Contracts (Excluding Immovable Property Contracts) Involving Public Institutions or Companies of the Turkish Armed Forces Foundation

ASELSAN, a company affiliated with the Turkish Armed Forces Foundation (TSKGV), enters into a foreign currency-based contract with a private domestic company for the production of optical imaging systems as part of a national defense project.

Contracts (Excluding Immovable Property Contracts) Concluded by Public Institutions Within the Scope of Foreign Currency or Foreign Currency-Indexed Tenders, Contracts, and International Contracts, Including Those Entered into by Contractors with Third Parties

Türkiye signs an international contract with the European Union for a major transportation infrastructure project involving metro line construction. Within the framework of the contract, a Turkish contractor enters into a foreign currency-based supply contract with a foreign company.

Contracts Concluded by Banks Under Law No. 4749

A Turkish bank enters into a foreign currency-denominated loan contract with an international financial institution to finance an infrastructure project.

Capital Markets Transactions Under Law No. 6362

A Turkish investor engages in foreign currency-denominated transactions involving the purchase and sale of bonds issued by a foreign company in international markets.

Movable Property Sales Contracts Other Than Vehicle Sales

A construction company based in Türkiye concludes a foreign currency-based sales contract with a domestic supplier for the purchase of construction machinery.

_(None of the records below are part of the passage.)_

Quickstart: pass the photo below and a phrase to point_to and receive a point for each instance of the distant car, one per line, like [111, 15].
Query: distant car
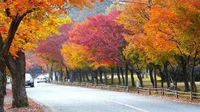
[41, 78]
[29, 80]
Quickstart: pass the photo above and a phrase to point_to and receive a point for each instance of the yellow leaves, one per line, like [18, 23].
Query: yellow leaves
[31, 31]
[133, 17]
[75, 56]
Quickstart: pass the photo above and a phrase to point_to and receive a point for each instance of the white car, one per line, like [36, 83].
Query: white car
[29, 80]
[41, 78]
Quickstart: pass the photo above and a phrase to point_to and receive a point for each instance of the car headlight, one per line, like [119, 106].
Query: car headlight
[31, 80]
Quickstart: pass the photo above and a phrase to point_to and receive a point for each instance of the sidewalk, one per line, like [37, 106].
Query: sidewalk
[33, 107]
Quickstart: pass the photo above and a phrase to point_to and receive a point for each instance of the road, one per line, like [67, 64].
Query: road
[57, 98]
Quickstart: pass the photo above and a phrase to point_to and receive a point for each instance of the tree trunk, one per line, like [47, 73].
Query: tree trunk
[17, 69]
[105, 76]
[184, 73]
[2, 83]
[155, 78]
[100, 75]
[96, 76]
[51, 74]
[118, 75]
[162, 77]
[86, 75]
[166, 74]
[112, 75]
[193, 85]
[126, 75]
[140, 78]
[122, 73]
[151, 76]
[132, 78]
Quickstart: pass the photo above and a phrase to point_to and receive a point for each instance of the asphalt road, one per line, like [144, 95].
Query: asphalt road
[57, 98]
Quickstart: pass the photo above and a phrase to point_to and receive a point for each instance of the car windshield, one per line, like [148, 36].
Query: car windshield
[28, 76]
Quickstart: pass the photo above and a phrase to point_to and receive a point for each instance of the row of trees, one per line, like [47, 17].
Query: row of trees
[22, 24]
[161, 37]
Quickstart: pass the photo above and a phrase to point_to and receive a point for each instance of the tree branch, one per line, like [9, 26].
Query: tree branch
[12, 31]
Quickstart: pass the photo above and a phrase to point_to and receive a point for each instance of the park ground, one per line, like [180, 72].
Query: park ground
[33, 106]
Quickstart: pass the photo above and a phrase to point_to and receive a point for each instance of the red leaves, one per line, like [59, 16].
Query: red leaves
[102, 36]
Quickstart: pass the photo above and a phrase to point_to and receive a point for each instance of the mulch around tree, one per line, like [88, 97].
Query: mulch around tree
[33, 106]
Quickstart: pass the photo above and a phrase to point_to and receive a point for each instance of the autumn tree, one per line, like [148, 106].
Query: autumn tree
[49, 49]
[176, 33]
[13, 13]
[103, 37]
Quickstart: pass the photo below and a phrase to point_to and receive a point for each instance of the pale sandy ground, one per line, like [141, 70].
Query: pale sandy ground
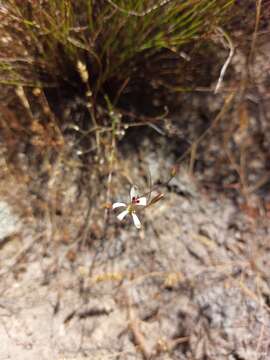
[194, 283]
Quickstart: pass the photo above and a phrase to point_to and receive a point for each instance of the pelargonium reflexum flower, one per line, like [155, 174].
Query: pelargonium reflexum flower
[131, 208]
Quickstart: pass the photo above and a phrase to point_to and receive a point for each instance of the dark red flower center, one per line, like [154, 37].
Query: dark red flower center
[135, 200]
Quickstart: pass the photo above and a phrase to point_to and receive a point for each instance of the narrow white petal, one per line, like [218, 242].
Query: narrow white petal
[142, 201]
[116, 205]
[122, 215]
[136, 221]
[133, 192]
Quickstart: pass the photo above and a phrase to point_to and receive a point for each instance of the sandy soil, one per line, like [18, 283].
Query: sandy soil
[192, 284]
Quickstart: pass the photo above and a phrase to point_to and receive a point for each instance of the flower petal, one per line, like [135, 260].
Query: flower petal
[122, 215]
[116, 205]
[141, 201]
[136, 221]
[133, 192]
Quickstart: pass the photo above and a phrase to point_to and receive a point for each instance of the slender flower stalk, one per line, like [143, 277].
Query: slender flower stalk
[131, 208]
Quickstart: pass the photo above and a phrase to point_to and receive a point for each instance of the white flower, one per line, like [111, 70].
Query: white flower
[131, 207]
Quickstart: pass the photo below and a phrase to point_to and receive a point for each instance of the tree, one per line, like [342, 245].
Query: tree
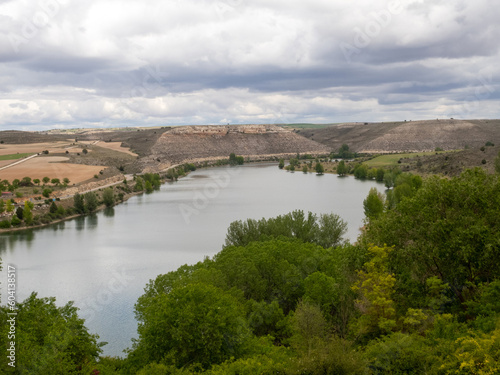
[376, 287]
[108, 197]
[90, 201]
[319, 168]
[46, 192]
[344, 152]
[26, 181]
[139, 184]
[341, 168]
[196, 324]
[54, 339]
[361, 171]
[448, 229]
[79, 203]
[27, 214]
[19, 213]
[9, 206]
[373, 204]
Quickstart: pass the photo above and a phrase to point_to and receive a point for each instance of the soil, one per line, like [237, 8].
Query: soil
[409, 136]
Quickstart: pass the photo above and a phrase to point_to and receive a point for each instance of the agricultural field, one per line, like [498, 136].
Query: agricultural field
[389, 160]
[14, 156]
[53, 167]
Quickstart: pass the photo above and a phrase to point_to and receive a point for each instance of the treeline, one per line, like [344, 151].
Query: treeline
[419, 293]
[82, 203]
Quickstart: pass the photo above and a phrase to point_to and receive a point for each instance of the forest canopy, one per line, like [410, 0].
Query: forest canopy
[419, 292]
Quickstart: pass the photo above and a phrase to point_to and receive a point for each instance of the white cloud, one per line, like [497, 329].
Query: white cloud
[109, 62]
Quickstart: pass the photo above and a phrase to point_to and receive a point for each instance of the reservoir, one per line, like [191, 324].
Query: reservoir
[103, 261]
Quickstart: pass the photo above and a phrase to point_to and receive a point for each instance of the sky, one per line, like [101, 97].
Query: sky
[109, 63]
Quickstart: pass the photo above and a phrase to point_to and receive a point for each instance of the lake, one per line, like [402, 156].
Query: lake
[104, 261]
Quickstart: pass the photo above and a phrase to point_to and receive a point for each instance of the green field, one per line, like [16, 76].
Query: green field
[392, 159]
[14, 156]
[305, 126]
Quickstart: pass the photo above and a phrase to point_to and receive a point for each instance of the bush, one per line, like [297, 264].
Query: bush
[15, 221]
[4, 224]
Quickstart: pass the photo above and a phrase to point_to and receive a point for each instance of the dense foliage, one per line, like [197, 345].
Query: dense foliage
[419, 293]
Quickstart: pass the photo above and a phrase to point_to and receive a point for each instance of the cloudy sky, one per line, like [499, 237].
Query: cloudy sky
[67, 64]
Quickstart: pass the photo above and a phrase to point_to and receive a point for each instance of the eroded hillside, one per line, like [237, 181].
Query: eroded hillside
[410, 136]
[198, 142]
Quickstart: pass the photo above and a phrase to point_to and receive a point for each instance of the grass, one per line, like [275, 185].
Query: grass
[392, 159]
[305, 126]
[14, 156]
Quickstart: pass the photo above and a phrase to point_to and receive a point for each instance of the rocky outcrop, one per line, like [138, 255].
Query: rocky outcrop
[199, 142]
[409, 136]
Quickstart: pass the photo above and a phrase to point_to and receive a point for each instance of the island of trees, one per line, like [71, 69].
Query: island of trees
[419, 293]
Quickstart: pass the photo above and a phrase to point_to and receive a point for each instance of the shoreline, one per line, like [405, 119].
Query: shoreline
[204, 163]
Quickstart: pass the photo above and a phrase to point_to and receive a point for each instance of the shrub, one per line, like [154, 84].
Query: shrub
[15, 221]
[4, 224]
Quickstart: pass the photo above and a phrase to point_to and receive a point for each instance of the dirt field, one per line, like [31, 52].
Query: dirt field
[52, 167]
[52, 147]
[116, 146]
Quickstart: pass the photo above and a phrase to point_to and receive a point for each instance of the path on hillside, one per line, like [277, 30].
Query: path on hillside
[19, 161]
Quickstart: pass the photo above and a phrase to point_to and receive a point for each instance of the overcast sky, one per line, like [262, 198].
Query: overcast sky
[66, 63]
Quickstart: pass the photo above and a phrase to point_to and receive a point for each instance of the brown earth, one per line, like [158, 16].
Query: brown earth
[52, 167]
[410, 136]
[198, 142]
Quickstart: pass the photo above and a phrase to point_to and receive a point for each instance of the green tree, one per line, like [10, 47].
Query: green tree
[319, 168]
[361, 171]
[27, 214]
[197, 324]
[50, 339]
[9, 206]
[341, 168]
[344, 152]
[19, 213]
[108, 197]
[139, 184]
[448, 229]
[90, 201]
[373, 205]
[79, 203]
[376, 287]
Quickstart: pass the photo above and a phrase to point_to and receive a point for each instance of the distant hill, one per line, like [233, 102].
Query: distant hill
[197, 142]
[411, 136]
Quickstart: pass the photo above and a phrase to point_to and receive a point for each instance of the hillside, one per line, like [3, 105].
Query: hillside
[411, 136]
[197, 142]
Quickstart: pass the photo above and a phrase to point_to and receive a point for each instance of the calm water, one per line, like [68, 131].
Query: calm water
[103, 261]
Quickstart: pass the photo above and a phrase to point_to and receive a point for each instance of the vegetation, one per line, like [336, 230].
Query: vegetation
[14, 156]
[418, 293]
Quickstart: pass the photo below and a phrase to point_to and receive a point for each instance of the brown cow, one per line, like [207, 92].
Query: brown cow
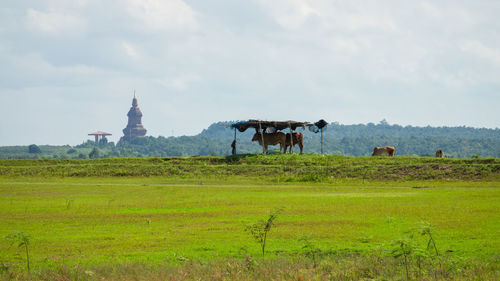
[385, 150]
[270, 139]
[297, 139]
[439, 153]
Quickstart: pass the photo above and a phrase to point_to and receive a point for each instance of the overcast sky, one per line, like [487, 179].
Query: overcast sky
[70, 67]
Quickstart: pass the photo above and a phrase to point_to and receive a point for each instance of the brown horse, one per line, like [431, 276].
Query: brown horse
[297, 139]
[439, 153]
[270, 139]
[385, 150]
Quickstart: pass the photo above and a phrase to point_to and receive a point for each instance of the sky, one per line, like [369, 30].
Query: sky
[68, 68]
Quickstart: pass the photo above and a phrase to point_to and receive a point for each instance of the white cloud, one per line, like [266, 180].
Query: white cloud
[54, 21]
[130, 50]
[289, 14]
[163, 14]
[179, 82]
[478, 49]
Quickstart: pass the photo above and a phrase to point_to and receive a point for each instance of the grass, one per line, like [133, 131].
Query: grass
[195, 221]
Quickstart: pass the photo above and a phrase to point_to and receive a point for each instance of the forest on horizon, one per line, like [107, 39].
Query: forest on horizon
[339, 139]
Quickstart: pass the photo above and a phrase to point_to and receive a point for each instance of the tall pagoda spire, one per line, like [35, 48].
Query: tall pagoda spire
[134, 126]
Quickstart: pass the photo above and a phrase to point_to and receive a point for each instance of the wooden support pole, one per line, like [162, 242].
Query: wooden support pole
[321, 140]
[234, 142]
[262, 137]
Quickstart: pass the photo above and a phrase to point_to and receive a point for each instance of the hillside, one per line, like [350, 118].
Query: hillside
[349, 140]
[278, 167]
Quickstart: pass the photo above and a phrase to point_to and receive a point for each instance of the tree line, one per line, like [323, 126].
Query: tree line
[339, 139]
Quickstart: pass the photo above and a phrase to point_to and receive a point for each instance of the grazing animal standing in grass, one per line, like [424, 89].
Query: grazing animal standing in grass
[270, 139]
[384, 150]
[439, 153]
[297, 139]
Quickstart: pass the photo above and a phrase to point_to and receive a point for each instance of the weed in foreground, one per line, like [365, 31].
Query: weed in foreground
[261, 228]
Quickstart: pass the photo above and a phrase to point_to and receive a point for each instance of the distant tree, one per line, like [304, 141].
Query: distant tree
[94, 153]
[103, 141]
[33, 148]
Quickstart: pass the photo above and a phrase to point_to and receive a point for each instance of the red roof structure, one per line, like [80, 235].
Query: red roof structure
[99, 133]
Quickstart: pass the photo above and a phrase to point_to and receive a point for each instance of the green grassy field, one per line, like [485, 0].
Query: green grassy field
[153, 211]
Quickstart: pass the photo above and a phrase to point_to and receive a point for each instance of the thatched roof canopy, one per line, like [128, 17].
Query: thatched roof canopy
[278, 125]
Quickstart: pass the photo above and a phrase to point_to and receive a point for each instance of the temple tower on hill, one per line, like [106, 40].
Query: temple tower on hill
[134, 127]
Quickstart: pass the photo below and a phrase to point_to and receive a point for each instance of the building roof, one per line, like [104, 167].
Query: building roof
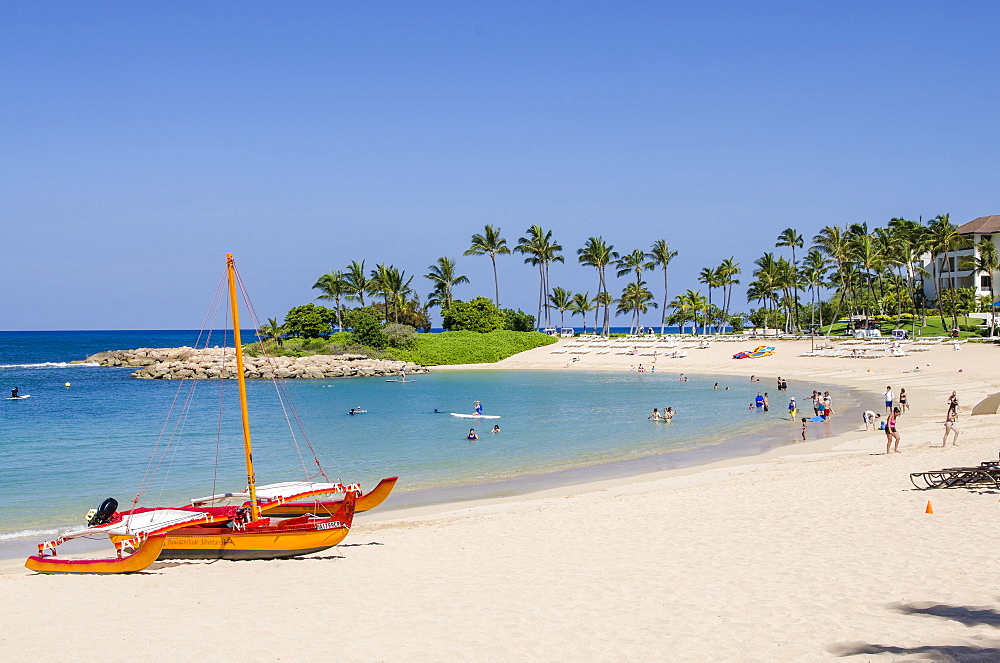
[984, 225]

Financial Leasing of Ships and Loans Related Thereto

A maritime company based in Türkiye enters into a foreign currency-denominated financial leasing contract with a foreign leasing company for the lease of a vessel to expand its fleet.

Aviation-Related Contracts Other Than Immovable Property and Employment Contracts

A Turkish airline company concludes a foreign currency-based contract with a domestic aircraft maintenance firm for aircraft repair and maintenance services.

Failure to observe the exceptions listed above and entering into transactions in violation of the foreign currency restriction may result in significant legal consequences, particularly for companies. In such cases, the General Directorate of Financial Markets and Foreign Exchange under the Ministry of Treasury and Finance may notify the competent Office of the Chief Public Prosecutor. Where the necessary legal elements are present, administrative sanctions -such as monetary fines- may be imposed.

Assessment

Decree No. 32 and the related regulatory framework establish a significant economic control mechanism aimed at curbing the depreciation of the Turkish lira. The secondary legislation limiting the use of foreign currency in contractual relationships -and the exceptions thereto- forms a dynamic legal framework that must be closely monitored by both domestic and foreign investors operating in Türkiye. Misapplication or incomplete application of these exceptions may lead to administrative penalties.

The above information reflects the general assessments of YılmazÜlker Law Firm ("YılmazÜlker") regarding the subject matter and do not constitute legal opinion or legal consultancy services. Before taking any action based on the matters stated herein, it is recommended to seek professional legal advice by considering the specific circumstances of the case. YılmazÜlker shall not be held liable for any consequences arising from or in connection with the content of this document.